Bauen in Hanglage erfordert erweiterte Bauplanung

Hausplanung ist ein komplexes Metier. Dies gilt umso mehr beim Hausbau auf schwierigen Bauplätzen wie beispielsweise auf Grundstücken am Hang. Ein Bauplatz in Hanglage schafft andere Bauvoraussetzungen als eine ebene Fläche. Eventuell sind Stützkonstruktionen erforderlich. Wichtig ist auch die Frage, ob das Grundstück von der Berg- oder der Talseite her erschlossen werden soll. Dies ist zum Beispiel für die Abwasserentsorgung von Bedeutung.
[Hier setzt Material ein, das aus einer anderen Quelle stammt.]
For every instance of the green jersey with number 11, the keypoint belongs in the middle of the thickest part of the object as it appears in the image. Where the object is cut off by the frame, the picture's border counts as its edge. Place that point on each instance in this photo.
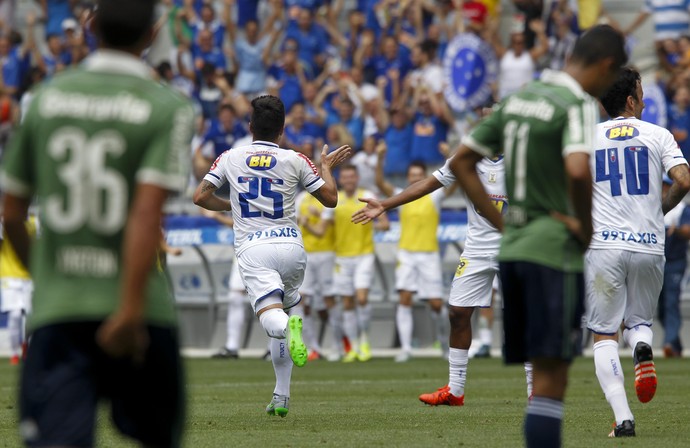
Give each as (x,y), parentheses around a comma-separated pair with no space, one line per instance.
(536,128)
(90,136)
Häufig ist der Bau eines Kellers unumgänglich. Schon bei leichter Hanglage lässt es sich nicht vermeiden, dass ein Teil des Hauses „unter Tage“ liegt. Aufschluss über die notwendigen Eigenschaften des Untergrundes gibt ein Bodengutachten. Da dieses grundsätzlich bei jedem Hausbau eingeholt werden sollte, ergeben sich Synergien: Wer beim Kellerbau ein Bodengutachten zugrunde legt, braucht für den Hausbau kein zweites in Auftrag zu geben. Bei einem Keller, dessen hintere Wände bei Hanglage oft vollständig im Erdreich liegen, muss besonders gut auf den richtigen Schutz vor Feuchtigkeit und eine ausreichende Belüftung des Untergeschosses geachtet werden.